Chinese patent medicines (CPMs) are popularly used in clinical practice. Though the composition is complex, the quality of CPM is usually evaluated by the contents of a few main compounds. In this study, a two-leveled metabolomics strategy was proposed to discover minor marker compounds for different CPM products. Zhenqi Fuzheng (ZQFZ) granule was studied an example, where 15 batches from 3 producers were analyzed. The samples were separated using UHPLC on an Acquity UPLC(R) HSS T3 column, and then detected using Q-Orbitrap-MS. In the first level, 1475 common peaks were extracted and 95 compounds were identified using diagnostic ions and a homemade database. In the second level, the data were subjected to a two-way hierarchical clustering analysis and screened by variable importance value. In total 14 marker compounds were discovered which were responsible for the grouping of different ZQFZ products. Echinacoside (22), oleoside (13), loganic acid (5), salidroside (7), Ligustrosidic acid (42), 6alpha-hydroxygeniposide (28), and oleoside 11-methyl ester (15) could be used to reflect the quality difference for ZQFZ granule products. The proposed strategy could also contribute to the discovery of quality control markers for other CPMs.
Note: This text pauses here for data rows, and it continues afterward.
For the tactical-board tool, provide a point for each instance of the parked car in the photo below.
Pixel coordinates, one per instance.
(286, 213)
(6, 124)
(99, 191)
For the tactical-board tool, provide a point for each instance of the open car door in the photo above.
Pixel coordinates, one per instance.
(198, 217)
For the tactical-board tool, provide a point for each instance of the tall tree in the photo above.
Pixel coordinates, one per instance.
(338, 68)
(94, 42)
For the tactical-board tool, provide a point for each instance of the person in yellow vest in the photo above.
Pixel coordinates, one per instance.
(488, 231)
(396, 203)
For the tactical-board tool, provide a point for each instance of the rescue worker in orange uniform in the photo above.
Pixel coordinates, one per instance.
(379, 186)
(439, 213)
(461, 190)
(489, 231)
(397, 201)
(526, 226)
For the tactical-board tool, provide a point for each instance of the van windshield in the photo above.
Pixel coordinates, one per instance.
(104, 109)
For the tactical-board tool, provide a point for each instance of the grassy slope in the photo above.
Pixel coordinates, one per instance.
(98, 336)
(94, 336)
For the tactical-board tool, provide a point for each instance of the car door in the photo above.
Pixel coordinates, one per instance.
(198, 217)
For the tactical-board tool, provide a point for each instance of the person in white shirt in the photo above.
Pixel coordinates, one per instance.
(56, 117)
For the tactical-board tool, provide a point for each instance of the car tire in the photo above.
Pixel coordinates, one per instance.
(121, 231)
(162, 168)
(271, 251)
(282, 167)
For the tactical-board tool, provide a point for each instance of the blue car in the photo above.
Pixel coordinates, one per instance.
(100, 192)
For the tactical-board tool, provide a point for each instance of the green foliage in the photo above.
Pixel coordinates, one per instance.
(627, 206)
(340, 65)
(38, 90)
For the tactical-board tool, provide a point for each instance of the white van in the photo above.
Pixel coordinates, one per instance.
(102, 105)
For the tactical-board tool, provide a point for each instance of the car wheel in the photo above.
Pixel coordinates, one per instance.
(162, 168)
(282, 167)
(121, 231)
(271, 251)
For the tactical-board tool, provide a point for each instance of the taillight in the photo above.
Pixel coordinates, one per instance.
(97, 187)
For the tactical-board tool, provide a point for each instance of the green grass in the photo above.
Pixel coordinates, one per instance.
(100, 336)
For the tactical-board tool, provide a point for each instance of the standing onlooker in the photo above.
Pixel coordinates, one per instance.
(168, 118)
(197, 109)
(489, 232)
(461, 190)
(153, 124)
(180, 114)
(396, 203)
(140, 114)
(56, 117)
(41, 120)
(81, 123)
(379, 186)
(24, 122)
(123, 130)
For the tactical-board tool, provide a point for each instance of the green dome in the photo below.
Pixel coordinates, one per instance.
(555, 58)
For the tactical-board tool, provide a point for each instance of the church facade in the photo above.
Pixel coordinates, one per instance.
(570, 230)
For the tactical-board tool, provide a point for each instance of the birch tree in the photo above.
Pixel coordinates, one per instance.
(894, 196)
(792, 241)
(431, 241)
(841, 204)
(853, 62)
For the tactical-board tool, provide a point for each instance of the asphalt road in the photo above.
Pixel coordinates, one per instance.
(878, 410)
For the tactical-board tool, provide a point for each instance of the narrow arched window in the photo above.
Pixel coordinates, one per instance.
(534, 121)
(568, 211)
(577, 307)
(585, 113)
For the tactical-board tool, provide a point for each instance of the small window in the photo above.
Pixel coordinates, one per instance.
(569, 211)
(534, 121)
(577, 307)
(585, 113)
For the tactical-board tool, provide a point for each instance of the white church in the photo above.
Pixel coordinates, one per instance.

Seasonal variations in metabolite profiling of the fruits of Ligustrum lucidum Ait.[Pubmed:21598330]
Rapid Commun Mass Spectrom. 2011 Jun 30;25(12):1701-14.
The metabolite profiling of fruits of the herb Ligustrum lucidum Ait collected during different months has been performed using ultra-performance liquid chromatography with quadrupole time-of-flight mass spectrometry (UPLC/QTOFMS) and multivariate statistical analysis techniques. The markers such as oleuropein acid, neonuezhenide, specnuezhenide, oleuropein and Ligustrosidic acid accountable for such variations were identified through the loadings plot of principal component analysis (PCA), and the tentative identification of the markers is completed by comparing the mass spectra and retention times with those of reference compounds and/or tentatively assigned by matching empirical molecular formulae and MS/MS data with those of the known compounds published. Furthermore, one of the chemical markers, such as specnuezhenide, which is water-soluble, biologically active and also the predominant compound in this crude drug, was quantified by ultra-performance liquid chromatography coupled with a tunable UV detector (UPLC-TUV). The developed UPLC method provides good linearity (r(2)=0.9991), repeatability (RSD=2.96%), intra- and inter-day precisions (RSD=0.21%, 0.96%), with accuracies of 99.18-100.26% and a recovery of specnuezhenide of 97.57%. The fruits of L. lucidum Ait collected from August to December were tested. The results clearly show that the fruits of L. lucidum Ait harvested in October have the highest yields of specnuezhenide. It is also noted that the variations of content of specnuezhenide obtained by both methods have a strong correlation. This suggests that the newly proposed strategy is a reliable and simple method for the rapid discrimination of subtle variations, within the same plant species or strains, due to different seasonal collection times.